For organisational usage, the analysts point to a minimal impact on internal workings, but note that it could possibly open doors to business opportunities in new markets.

“The increased availability of Kiswahili as a language to interact with LLMs (large language models) and chatbots will not be enough to cause drastic change in organisational cultures. However, it would present some opportunities for business to address new markets and increase accessibility with a local language,” says Michael Michie, co-founder at software firm Everse Tech.
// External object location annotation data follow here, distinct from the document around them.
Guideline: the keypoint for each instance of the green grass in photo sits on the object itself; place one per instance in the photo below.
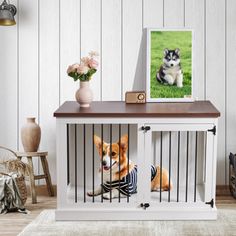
(171, 40)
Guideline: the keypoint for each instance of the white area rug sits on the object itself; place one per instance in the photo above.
(45, 225)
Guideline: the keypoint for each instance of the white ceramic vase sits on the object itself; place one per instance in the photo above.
(84, 95)
(30, 135)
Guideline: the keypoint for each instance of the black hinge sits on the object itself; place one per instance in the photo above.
(145, 128)
(213, 130)
(145, 205)
(211, 203)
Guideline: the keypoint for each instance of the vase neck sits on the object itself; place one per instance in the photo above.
(31, 120)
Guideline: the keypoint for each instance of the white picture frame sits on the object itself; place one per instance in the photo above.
(152, 93)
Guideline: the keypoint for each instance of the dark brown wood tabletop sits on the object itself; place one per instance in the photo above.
(121, 109)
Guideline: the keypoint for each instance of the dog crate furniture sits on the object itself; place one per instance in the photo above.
(180, 137)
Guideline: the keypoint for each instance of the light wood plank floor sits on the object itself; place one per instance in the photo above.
(13, 223)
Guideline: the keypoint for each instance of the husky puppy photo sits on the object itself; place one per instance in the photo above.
(170, 72)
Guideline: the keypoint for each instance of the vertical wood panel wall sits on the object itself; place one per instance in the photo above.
(50, 35)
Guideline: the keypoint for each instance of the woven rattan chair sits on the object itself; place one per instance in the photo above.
(9, 163)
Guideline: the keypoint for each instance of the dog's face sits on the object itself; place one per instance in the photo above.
(171, 57)
(109, 154)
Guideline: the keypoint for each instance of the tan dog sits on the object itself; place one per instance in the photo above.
(114, 161)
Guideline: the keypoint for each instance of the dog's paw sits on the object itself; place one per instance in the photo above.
(106, 196)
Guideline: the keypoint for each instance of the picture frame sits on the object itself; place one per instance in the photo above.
(169, 62)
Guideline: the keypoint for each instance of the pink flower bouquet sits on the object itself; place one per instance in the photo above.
(86, 68)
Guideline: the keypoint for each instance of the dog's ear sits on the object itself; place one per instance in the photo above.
(166, 50)
(98, 143)
(123, 143)
(177, 51)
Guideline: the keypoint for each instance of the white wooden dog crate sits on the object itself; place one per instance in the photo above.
(180, 137)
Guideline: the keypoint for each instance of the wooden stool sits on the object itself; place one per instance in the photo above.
(33, 177)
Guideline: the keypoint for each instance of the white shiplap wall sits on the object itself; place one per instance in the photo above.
(50, 35)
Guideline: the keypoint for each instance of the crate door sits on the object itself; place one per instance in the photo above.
(89, 182)
(180, 163)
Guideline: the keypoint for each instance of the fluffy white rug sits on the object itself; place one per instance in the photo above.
(45, 225)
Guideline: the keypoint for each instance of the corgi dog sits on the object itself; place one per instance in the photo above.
(119, 176)
(170, 71)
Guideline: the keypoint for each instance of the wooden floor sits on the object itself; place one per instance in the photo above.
(13, 223)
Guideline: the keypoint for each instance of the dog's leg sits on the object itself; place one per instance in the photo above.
(169, 79)
(97, 192)
(114, 194)
(179, 80)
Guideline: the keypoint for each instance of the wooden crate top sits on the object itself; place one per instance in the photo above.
(203, 109)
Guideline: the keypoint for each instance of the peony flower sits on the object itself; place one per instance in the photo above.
(93, 54)
(85, 60)
(72, 68)
(82, 69)
(93, 64)
(69, 70)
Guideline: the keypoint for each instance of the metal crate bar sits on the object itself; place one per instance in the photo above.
(178, 166)
(84, 126)
(76, 163)
(195, 174)
(169, 165)
(187, 155)
(119, 159)
(110, 162)
(68, 153)
(160, 166)
(128, 160)
(101, 162)
(93, 159)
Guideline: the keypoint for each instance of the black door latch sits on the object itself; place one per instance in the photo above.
(144, 205)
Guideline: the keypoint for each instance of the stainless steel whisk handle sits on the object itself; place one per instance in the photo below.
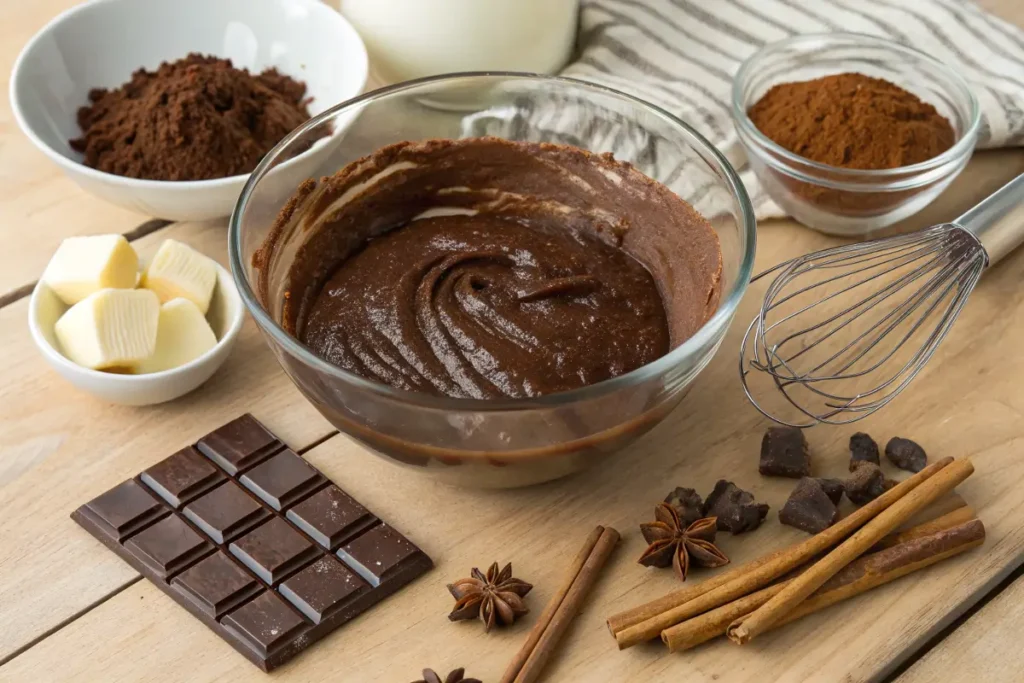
(997, 221)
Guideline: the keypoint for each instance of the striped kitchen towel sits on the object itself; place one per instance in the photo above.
(681, 54)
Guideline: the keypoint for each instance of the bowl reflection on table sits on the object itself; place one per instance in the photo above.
(503, 442)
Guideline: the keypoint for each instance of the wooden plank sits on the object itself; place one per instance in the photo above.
(984, 648)
(39, 207)
(967, 402)
(61, 446)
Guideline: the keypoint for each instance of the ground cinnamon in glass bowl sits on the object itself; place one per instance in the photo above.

Mr Michie draws parallels with happenings in other countries like Japan where he says learners taught math and sciences in native languages outperform their counterparts who learn in English, a clear indication of the opportunities that lie within utilisation of local parlances.

“We could leverage AI to help build terminologies and explain complex math and science in local dialects which would not only make these fields of study more accessible, but also create smarter students within these fields,” he avers.

Last year, Kiswahili scored a first after it was picked as the only sub-Saharan language among 40 other global dialects to be taken on board at the launch of Google’s launch of its generative AI dubbed Bard.

Other Google services and products available in Kiswahili include Gmail, Docs and the popular mobile operating system Android.

Other internet-based platforms such as Airbnb, Uber, WhatsApp, Spotify, among others, are major global brands that support Kiswahili.